In contrast, an in vivo study using mice showed no effect of vitamin E on the expression of β-site of APP cleaving enzyme ( BACE-1 ) or a disintegrin and metalloproteinase domain-containing protein 10 ( ADAM-10 ) [37]. In another study, the same group was able to validate the findings of increased Aβ synthesis through vitamin E compound supplementation [38]. Here, α-TP and α-TT amplified Aβ synthesis after incubation on SH-SH5Y cells. These effects were mild. However, given the long preclinical phase of AD, even a small change in pathogenesis could result in earlier manifestation of clinical symptoms. To test the influence of α-TT on a non-AD in vitro model, Grimm et al. used SH-SY5Y WT cells. Surprisingly, there was an even more pronounced effect on Aβ synthesis [38]. A possible explanation could be the increased substrate presence in SH-SY5Y APP cells, resulting in enhanced Aβ degradation. Given that a high Aβ level sustained over a long period of time may increase Aβ catabolism, unaltered Aβ synthesis as observed by Arrozi et al. could be explained by the treatment period of over six months [39]. A study investigating TP levels in the human cortex observed an association between higher α- and γ-TP levels and lower total and activated microglia density in cortical regions, suggesting a microglia-mediated beneficial effect on the slowly accumulating AD neuropathology [40]. In later stages of AD, continued microglial activation can exacerbate tau pathology and negatively affect neurons and synapses [41][42]. During these stages, ameliorated microglial activation could be favorable. However, microglia activation may be protective in the early stages of AD, as microglia clear soluble Aβ, build protective barriers around Aβ plaques and remove debris [43][44]. Furthermore, a specific microglia cell type, disease-associated microglia (DAM), which has the potential to limit neurodegeneration, has been described [45]. Consequently, TPs being associated with reduced microglial activation highlights the possibility of further, perhaps adverse, effects of vitamin E supplementation on AD, as the transition into DAM might be restricted. On the contrary, in vitamin E-deficient mice, RNA-sequencing of the spinal cord demonstrated the upregulation of genes associated with the innate immune response, indicating that microglial activation may result from tocopherol deficiency [46].

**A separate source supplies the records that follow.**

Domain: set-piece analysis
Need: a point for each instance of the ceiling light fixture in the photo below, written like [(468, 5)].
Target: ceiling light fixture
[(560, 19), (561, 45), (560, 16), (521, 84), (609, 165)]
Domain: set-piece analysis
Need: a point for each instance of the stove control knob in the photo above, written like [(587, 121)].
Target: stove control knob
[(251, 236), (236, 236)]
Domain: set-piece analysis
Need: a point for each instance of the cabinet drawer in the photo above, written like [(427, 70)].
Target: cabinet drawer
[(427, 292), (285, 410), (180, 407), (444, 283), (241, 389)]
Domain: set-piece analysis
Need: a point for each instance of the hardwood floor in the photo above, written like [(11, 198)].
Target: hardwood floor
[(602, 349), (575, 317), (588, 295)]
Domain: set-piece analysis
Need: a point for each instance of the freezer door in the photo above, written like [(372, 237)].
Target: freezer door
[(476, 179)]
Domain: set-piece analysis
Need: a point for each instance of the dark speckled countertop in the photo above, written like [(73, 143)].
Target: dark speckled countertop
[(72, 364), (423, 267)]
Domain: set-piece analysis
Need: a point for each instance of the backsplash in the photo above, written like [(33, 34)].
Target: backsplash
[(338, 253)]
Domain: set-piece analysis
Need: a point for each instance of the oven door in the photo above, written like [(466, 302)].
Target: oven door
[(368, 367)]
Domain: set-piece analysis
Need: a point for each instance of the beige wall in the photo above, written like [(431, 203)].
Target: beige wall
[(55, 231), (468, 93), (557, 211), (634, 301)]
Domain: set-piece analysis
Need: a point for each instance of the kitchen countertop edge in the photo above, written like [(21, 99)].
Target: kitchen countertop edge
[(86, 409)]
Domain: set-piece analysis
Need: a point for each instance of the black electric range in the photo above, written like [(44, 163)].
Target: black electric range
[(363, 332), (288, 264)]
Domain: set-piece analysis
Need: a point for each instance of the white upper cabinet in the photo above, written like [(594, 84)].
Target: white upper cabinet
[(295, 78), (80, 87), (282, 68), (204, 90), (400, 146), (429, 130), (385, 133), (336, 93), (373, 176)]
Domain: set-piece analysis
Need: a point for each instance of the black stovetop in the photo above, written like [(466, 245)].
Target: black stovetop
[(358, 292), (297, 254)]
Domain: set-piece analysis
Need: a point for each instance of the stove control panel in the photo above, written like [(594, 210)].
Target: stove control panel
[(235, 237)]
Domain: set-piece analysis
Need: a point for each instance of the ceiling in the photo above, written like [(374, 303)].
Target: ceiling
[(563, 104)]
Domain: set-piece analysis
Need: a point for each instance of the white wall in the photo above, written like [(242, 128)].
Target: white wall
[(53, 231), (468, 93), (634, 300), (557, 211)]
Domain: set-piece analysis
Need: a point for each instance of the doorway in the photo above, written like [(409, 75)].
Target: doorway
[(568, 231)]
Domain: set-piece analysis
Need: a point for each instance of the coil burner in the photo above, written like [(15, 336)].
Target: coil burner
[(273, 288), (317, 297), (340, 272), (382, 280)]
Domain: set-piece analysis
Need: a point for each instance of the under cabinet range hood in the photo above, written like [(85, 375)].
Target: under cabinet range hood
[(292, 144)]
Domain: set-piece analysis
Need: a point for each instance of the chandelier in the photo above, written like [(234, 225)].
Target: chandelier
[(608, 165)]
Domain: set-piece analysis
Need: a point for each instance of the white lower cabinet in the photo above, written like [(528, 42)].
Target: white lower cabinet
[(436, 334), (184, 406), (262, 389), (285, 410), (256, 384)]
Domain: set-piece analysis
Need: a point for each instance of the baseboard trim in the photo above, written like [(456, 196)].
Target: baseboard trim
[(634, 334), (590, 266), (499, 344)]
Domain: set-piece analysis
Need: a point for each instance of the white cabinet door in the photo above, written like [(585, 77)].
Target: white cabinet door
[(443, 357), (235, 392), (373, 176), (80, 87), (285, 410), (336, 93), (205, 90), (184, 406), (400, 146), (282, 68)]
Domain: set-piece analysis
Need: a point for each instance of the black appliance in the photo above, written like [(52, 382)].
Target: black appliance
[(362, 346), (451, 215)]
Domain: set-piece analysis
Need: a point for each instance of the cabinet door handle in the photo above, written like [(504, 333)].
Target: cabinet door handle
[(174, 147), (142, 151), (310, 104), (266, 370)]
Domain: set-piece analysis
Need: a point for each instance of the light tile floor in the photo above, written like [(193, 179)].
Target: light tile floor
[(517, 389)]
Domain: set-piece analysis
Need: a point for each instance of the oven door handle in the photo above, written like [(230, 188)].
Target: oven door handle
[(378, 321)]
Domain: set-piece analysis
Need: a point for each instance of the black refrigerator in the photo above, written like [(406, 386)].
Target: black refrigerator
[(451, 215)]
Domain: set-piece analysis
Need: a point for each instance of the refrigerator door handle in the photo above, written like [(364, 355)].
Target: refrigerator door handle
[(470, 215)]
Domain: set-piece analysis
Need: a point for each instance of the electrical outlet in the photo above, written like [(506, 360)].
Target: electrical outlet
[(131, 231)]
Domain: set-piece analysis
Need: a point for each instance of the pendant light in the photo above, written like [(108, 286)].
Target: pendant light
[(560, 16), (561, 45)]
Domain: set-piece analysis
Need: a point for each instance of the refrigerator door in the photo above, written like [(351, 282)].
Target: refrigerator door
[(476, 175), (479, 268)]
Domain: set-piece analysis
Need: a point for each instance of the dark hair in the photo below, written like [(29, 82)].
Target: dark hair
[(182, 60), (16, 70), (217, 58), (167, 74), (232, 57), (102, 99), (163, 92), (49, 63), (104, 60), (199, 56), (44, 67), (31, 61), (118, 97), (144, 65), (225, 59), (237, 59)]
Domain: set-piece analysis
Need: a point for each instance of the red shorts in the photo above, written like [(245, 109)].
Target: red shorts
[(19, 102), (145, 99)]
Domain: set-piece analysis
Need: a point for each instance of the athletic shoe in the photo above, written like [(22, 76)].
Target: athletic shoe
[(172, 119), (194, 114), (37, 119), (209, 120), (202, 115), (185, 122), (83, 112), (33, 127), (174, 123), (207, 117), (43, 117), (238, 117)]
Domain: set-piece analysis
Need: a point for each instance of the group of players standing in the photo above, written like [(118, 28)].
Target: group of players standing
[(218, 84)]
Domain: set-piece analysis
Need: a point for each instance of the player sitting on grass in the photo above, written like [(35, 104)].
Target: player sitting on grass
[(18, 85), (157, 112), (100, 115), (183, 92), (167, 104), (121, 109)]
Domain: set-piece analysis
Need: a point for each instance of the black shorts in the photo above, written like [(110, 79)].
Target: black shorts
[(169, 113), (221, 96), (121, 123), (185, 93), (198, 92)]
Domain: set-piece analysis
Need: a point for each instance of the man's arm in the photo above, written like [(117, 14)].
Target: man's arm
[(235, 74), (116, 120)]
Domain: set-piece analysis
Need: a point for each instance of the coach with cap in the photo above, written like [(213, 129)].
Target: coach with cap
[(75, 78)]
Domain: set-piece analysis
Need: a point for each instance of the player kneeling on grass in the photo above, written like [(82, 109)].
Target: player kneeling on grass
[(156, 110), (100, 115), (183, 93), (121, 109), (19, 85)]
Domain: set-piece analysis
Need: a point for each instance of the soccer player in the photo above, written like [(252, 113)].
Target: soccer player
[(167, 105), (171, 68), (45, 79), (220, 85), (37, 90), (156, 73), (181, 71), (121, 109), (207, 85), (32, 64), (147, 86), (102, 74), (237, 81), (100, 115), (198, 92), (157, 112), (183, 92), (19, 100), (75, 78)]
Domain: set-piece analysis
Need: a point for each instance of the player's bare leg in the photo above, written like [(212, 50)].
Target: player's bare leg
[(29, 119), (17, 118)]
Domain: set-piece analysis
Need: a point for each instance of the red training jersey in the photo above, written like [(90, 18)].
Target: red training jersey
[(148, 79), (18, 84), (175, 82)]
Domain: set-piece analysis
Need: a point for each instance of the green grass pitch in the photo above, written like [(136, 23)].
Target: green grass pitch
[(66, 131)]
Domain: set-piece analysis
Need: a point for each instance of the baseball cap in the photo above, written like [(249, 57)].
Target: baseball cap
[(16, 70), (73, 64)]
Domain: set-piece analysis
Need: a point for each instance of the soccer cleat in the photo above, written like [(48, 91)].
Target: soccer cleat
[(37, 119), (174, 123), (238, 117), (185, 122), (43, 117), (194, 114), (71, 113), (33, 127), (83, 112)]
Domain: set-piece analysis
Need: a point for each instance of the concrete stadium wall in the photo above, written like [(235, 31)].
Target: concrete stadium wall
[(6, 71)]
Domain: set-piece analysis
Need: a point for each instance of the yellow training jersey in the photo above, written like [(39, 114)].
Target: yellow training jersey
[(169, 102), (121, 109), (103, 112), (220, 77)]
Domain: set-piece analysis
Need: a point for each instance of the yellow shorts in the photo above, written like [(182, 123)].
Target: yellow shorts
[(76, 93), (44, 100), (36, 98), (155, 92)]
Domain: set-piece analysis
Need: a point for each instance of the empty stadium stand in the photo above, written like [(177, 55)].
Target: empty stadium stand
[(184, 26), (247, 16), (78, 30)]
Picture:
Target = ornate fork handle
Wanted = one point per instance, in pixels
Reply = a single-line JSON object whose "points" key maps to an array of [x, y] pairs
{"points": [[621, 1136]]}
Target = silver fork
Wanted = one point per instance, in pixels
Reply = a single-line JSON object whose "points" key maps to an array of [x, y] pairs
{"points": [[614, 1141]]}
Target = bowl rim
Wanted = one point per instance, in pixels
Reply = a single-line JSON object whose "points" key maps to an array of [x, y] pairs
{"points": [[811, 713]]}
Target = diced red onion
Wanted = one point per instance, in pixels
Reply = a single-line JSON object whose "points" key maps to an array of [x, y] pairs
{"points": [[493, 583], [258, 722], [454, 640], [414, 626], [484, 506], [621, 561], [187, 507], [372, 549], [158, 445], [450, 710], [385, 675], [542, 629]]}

Overall, this underpins the need for the proper timing of vitamin E supplementation in the course of neurodegenerative disease to improve the outcomes of treatment and mitigate adverse effects ( Figure 2 ).

4. Is Vitamin E Supplementation Suitable for Everyone?

Data from randomized controlled trials suggests that there are beneficial properties of vitamin E in neurodegenerative disease, as it is associated with a reduced risk of disease development and may slow disease progression [10]. However, due to inconsistent interventional trials that failed to validate the proposed favorable findings, vitamin E is not yet a part of the treatment or prevention of these disorders [47]. In addition, the evidence suggesting high-dose vitamin E may increase all-cause mortality warrants further caution [13][48]. Clearly, vitamin E is not suitable as a therapy that is to be used indiscriminately. However, in the current scientific landscape, the beneficial effects of vitamin E supplementation seem to outweigh the possible adverse effects, the latter to be considered for individual cases. As already discussed for AD, vitamin E has been shown to increase Aβ-synthesis in an in vitro AD model [38].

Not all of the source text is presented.